End product has always been the issue and some of the old habits remain. On his debut at the King Power Stadium, when unstinting enthusiasm could surely be expected, Traore did indeed make more high-intensity sprints than anyone else in the second half. But his average speed was closer to that of goalkeeper Rui Patricio than the man he'd replaced.
This speed machine is either in top gear or neutral. He had barely made it onto the pitch at the London Stadium before Wolves coach Nuno Espirito Santo was berating him for failing to make a run into the box to get on the end of a cross from the other flank. He is a player who wants the ball at his feet but doesn't always appear to do enough to make that happen.
Speaking to his old Aston Villa manager Tim Sherwood earlier this year, the man who gave him his Premier League debut back in 2015, his mixed feelings about Traore were probably best summed in one sentence. "The players didn't want to play with him," Sherwood told Sky Sports, "but nobody wanted to play against him either."
Traore never did start a league game for Villa. He was just not trusted. "He wants the ball to himself but he dribbles in the wrong areas at times," added Sherwood. "He's got to learn because he was turning the ball over where it was easier to pass it. You never knew what you were going to get from him. He was full of power and pace but lacked end product."
Even so, the idea that a 22-year-old winger of such rare talent can have his reputation set in stone would seem every bit as ill-judged as some of Traore's worst decision-making. He was only a teenager when he so infuriated his Aston Villa boss and team-mates alike. Perhaps the notion that he cannot be relied upon should not be allowed to stick just yet.
There are signs that Traore's dribbling decisions are improving. While the numbers remain outrageously high, his success rate is increasing year on year. He completed only 61 per cent of his dribbles in that first season with Villa. The following year with Middlesbrough it was 76 per cent. Last year it was 80 per cent and so far at Wolves it's up at 86 per cent.
As for the accusations of a lack of end product, that is starting to develop too.
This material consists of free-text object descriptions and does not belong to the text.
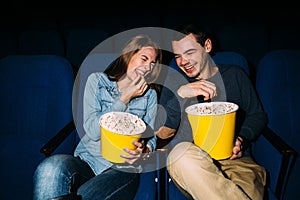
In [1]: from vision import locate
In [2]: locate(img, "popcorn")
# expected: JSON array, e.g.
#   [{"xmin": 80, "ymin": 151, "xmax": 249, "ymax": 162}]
[
  {"xmin": 100, "ymin": 112, "xmax": 146, "ymax": 135},
  {"xmin": 185, "ymin": 102, "xmax": 238, "ymax": 116}
]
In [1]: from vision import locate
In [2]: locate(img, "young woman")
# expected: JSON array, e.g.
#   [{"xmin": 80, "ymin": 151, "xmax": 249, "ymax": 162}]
[{"xmin": 33, "ymin": 34, "xmax": 162, "ymax": 200}]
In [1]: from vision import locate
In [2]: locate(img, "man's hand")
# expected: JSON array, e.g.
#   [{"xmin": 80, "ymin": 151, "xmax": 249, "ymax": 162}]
[
  {"xmin": 230, "ymin": 136, "xmax": 244, "ymax": 160},
  {"xmin": 177, "ymin": 79, "xmax": 217, "ymax": 100},
  {"xmin": 155, "ymin": 126, "xmax": 176, "ymax": 139}
]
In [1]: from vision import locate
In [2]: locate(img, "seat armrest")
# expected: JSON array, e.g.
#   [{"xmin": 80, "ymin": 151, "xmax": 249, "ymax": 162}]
[
  {"xmin": 40, "ymin": 120, "xmax": 76, "ymax": 157},
  {"xmin": 252, "ymin": 127, "xmax": 298, "ymax": 199},
  {"xmin": 262, "ymin": 127, "xmax": 297, "ymax": 157}
]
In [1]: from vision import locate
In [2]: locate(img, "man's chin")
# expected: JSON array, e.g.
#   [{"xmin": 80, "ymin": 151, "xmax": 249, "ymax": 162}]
[{"xmin": 186, "ymin": 72, "xmax": 199, "ymax": 79}]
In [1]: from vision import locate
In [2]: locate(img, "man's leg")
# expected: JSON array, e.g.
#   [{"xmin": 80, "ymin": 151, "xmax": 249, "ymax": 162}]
[{"xmin": 167, "ymin": 142, "xmax": 250, "ymax": 200}]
All six of his career league goals have come since the turn of the year. So far this season he has created five chances in his 91 Premier League minutes for Wolves at a rate that puts him top of the pile, just above David Silva, among players who have played that many minutes or more.
Even Sherwood, among the harsh words, has suggested that Traore has the talent to play for Manchester City let alone Wolves. "He could play for City tomorrow," he said. "He could be a Pep Guardiola player and play free and loose. He could probably set the world alight. He has got those qualities. He is eye-catching and he gets people on the edge of their seats."
Those headline-grabbing sentiments were dismissed by some as hyperbole when the quotes first emerged, but it is safe to assume that Pep Guardiola would have preferred the La Masia graduate on his side when he was busy burning Benjamin Mendy away at Molineux. Traore's impact played its part in earning Wolves a 1-1 draw against the champions.
City's squad boasts just about every quality that's worth having in football. But even they do not possess a player like Traore - because there is no player like Traore. It is a problem that every Wolves opponent must face this season, starting with Sean Dyche's Burnley when they travel down the M6 in search of a first Premier League win of the season on Sunday.
With their European adventure having come to an end, they will be refocused and well prepared. It would be no great shock if they exploit Wolves' weakness from set-pieces just as Everton and City did before them. But at some point in the afternoon, they will face a problem for which there is no preparation. The unique threat of Adama Traore in full flow.